Wednesday, October 30, 2013

Neverending Story

The Neverending Story is a re-re-re-read for me. Insert a couple of 're's more. I think I got my edition when I was ten, I still own it and I've read it so often I've lost count. I grew up with this book and it grew up with me, offering new things to discover and to think about every time I read it.
Ende has been accused of escapism, for this book in particular. Allow me to quote Neil Gaiman:
"People talk about escapism as if it's a bad thing... Once you've escaped, once you come back, the world is not the same as when you left it. You come back to it with skills, weapons, knowledge you didn't have before. Then you are better equipped to deal with your current reality."
And this is the Neverending Story in a nutshell. Bastian does escape his life for a time. And he makes mistakes, he learns from them and he comes back. It's not a book about taking refuge in fantasy and losing touch with your life. It about fantasy and imagination as part of your life.

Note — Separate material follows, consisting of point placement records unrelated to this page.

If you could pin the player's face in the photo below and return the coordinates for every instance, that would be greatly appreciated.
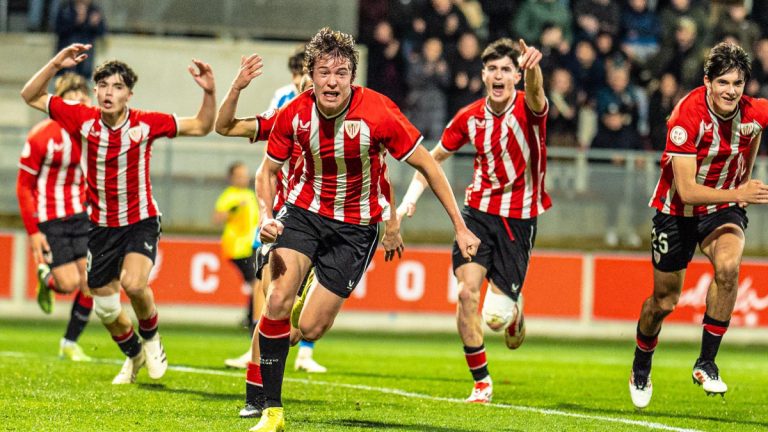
(79, 96)
(725, 91)
(500, 77)
(332, 78)
(112, 94)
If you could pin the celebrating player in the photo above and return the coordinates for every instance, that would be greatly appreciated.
(712, 140)
(51, 195)
(330, 215)
(508, 131)
(116, 146)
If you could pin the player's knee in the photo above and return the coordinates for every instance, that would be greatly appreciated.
(107, 308)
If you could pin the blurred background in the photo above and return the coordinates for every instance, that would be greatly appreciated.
(613, 71)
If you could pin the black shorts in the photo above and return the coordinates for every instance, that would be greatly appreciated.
(505, 248)
(107, 246)
(339, 251)
(67, 237)
(674, 238)
(247, 267)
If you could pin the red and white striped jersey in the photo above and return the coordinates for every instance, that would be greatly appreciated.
(344, 157)
(510, 157)
(115, 161)
(721, 147)
(51, 157)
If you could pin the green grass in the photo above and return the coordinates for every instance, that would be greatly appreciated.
(546, 385)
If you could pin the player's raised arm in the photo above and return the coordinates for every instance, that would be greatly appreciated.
(429, 168)
(532, 76)
(35, 92)
(202, 123)
(226, 122)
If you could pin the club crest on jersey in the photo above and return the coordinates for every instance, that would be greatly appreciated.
(678, 135)
(134, 133)
(352, 127)
(750, 129)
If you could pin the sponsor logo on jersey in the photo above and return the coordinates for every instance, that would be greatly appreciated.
(678, 135)
(352, 127)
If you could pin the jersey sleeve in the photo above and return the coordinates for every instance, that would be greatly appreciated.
(398, 135)
(68, 113)
(280, 143)
(682, 131)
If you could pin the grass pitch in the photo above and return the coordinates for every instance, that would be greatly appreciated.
(376, 382)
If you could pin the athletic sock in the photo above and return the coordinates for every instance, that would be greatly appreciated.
(274, 343)
(254, 387)
(646, 345)
(129, 343)
(477, 362)
(78, 317)
(148, 327)
(711, 336)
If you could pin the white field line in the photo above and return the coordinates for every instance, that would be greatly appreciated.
(402, 393)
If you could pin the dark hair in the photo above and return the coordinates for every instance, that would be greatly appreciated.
(725, 57)
(233, 166)
(296, 62)
(333, 43)
(498, 49)
(70, 81)
(112, 67)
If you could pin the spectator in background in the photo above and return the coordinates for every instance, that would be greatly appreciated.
(387, 64)
(466, 70)
(758, 84)
(734, 22)
(499, 13)
(79, 21)
(428, 79)
(683, 57)
(535, 15)
(562, 121)
(641, 31)
(663, 100)
(670, 17)
(593, 16)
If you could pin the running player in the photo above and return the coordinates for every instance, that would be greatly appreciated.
(331, 212)
(508, 131)
(712, 140)
(51, 195)
(116, 147)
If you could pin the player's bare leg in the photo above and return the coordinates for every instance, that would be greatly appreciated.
(471, 277)
(724, 248)
(69, 278)
(666, 293)
(133, 278)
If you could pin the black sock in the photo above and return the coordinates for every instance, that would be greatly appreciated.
(476, 360)
(711, 336)
(78, 317)
(274, 342)
(129, 343)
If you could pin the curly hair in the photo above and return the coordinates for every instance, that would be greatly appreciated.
(331, 43)
(725, 57)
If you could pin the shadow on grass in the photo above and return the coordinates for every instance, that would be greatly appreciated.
(657, 415)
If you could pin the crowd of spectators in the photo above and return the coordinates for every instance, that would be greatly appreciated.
(614, 69)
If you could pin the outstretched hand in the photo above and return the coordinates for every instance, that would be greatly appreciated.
(70, 56)
(529, 56)
(250, 68)
(203, 75)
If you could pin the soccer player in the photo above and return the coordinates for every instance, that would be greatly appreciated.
(51, 195)
(236, 208)
(712, 140)
(116, 146)
(255, 129)
(508, 131)
(331, 213)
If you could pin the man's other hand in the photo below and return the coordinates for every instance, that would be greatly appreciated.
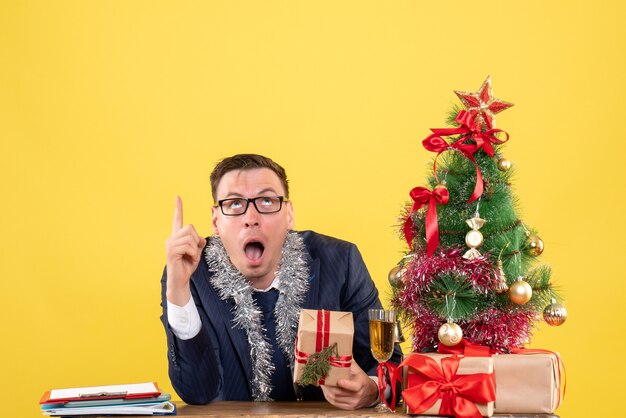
(183, 251)
(356, 392)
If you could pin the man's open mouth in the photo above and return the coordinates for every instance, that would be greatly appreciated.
(254, 250)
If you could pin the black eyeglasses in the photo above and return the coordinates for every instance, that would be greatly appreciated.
(239, 205)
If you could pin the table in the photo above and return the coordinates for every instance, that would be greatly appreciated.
(294, 409)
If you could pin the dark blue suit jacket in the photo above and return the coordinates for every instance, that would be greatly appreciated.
(216, 365)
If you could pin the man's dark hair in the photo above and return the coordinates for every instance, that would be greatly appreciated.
(246, 162)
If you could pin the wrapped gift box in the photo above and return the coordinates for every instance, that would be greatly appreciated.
(527, 383)
(319, 329)
(469, 368)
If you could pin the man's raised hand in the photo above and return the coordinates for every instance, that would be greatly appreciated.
(183, 251)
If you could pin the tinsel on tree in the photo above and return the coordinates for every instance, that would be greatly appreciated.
(472, 267)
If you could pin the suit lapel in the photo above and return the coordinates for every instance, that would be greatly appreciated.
(311, 302)
(237, 336)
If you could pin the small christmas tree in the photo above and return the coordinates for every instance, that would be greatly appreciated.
(471, 270)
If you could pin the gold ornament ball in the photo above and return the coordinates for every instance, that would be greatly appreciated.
(474, 238)
(396, 276)
(450, 334)
(555, 314)
(534, 245)
(520, 292)
(504, 164)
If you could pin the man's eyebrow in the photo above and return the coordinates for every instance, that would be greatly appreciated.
(239, 195)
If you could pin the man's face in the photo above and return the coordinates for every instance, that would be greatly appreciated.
(254, 240)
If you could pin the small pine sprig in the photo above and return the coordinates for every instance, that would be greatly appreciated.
(452, 297)
(318, 365)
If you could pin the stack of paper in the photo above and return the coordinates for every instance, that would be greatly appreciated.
(133, 399)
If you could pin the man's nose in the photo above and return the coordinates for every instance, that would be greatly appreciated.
(251, 217)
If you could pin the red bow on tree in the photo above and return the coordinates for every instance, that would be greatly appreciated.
(422, 196)
(469, 130)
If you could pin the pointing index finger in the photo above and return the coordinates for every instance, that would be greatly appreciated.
(177, 224)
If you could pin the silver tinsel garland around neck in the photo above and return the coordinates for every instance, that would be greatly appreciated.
(293, 273)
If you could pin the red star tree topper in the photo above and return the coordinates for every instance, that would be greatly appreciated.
(483, 104)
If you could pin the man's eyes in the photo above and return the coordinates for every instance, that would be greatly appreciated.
(235, 204)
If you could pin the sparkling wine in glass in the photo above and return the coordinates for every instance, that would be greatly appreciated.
(382, 326)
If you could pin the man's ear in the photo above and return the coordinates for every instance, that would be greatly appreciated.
(290, 218)
(216, 231)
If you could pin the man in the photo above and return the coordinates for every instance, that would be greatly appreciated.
(231, 302)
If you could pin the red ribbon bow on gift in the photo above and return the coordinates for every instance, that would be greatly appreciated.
(469, 129)
(422, 196)
(458, 392)
(322, 341)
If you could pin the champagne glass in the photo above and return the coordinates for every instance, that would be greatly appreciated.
(382, 325)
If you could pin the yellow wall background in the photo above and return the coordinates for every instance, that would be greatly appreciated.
(108, 109)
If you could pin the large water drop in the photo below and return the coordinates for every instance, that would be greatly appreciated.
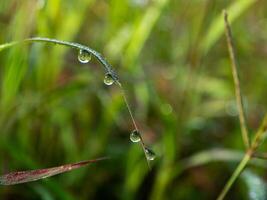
(108, 80)
(135, 136)
(84, 56)
(150, 155)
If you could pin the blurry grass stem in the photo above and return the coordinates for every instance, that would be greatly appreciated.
(259, 136)
(107, 67)
(238, 94)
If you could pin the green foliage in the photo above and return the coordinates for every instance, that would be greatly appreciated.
(172, 58)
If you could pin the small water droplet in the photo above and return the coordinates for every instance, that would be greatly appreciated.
(150, 154)
(108, 80)
(84, 56)
(135, 136)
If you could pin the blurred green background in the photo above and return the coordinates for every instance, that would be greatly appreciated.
(171, 57)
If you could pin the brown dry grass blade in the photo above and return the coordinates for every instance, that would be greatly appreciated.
(34, 175)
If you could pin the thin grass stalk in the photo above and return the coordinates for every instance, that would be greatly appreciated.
(235, 73)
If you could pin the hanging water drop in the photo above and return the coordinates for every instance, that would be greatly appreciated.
(84, 56)
(135, 136)
(150, 155)
(108, 80)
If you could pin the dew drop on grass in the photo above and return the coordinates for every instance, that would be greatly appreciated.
(84, 56)
(108, 80)
(150, 154)
(135, 136)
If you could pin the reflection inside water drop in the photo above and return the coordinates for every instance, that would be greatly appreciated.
(135, 136)
(108, 80)
(84, 56)
(150, 155)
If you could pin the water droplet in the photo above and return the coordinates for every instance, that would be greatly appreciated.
(135, 136)
(150, 155)
(84, 56)
(108, 80)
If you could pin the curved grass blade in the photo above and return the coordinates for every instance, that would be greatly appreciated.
(34, 175)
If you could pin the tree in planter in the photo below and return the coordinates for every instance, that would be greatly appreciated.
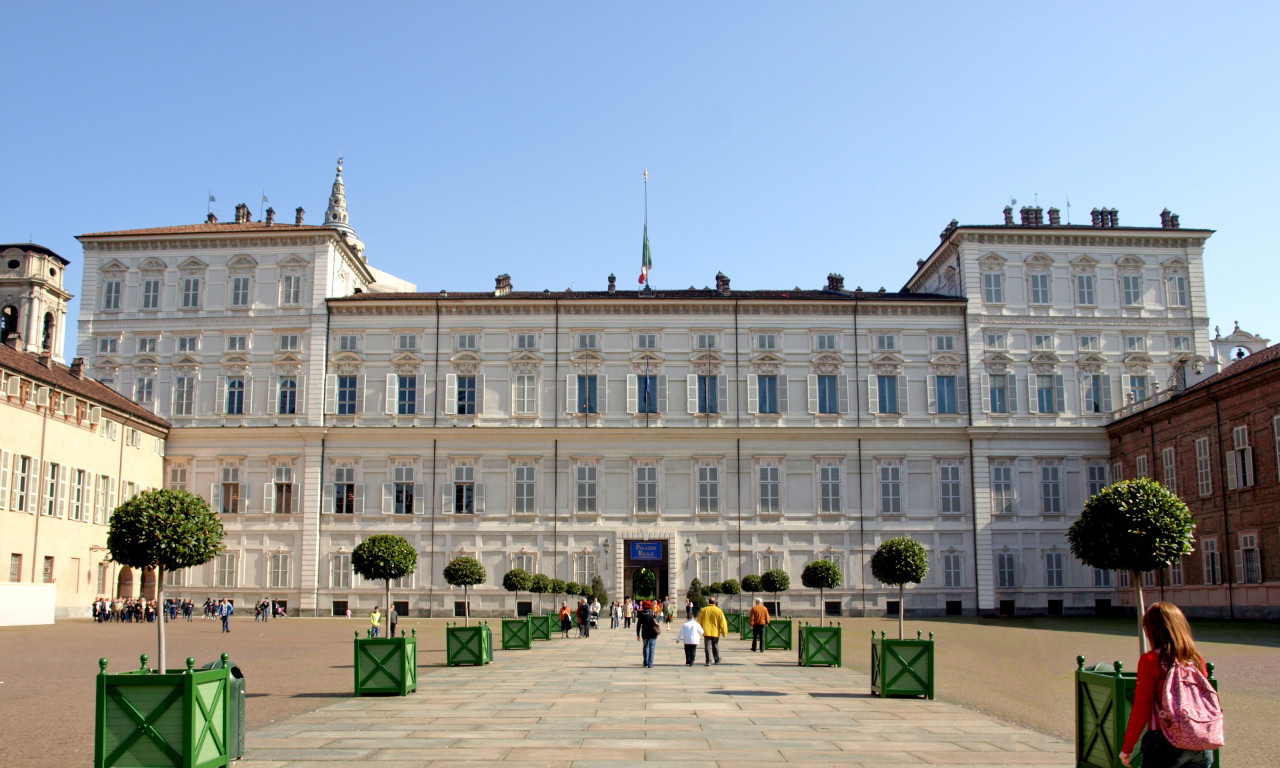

I'm not a great friend of the movie, it reduces the book to the bare bones of its story (not even the full story) and takes away pretty much everything that makes it so special. It's a nice adventure movie, but nothing more. If you have seen it and never read the book, you've missed out on such a lot.
Older editions are set in green and red print, with beautifully designed initials from A-Z at the beginning of each chapter. Do yourself a favour and look for such an edition.

Michael Ende's father was the surrealist painter Edgar Ende. You can see his work here and I highly recommend that you browse a bit, the painting and drawings have a dreamlike quality that I find fascinating. I don't know if it's intentional, but the character of Yor the Miner strongly reminds me of Edgar Ende. Yor searches for pictures from human dreams in the darkness of his mine. Edgar Ende locked himself in a dark room and came out again with ideas and sketches that got turned into drawings later. And the pictures Yor brings to the surface resemble very much the actual works of Ende's father. Michael Ende also wrote a collection of short stories based on his father's work, The Mirror in the Mirror. It's one of his 'adult' works and has a much darker, surreal quality than his children's books, but if you like Ende's works, you should give it a try.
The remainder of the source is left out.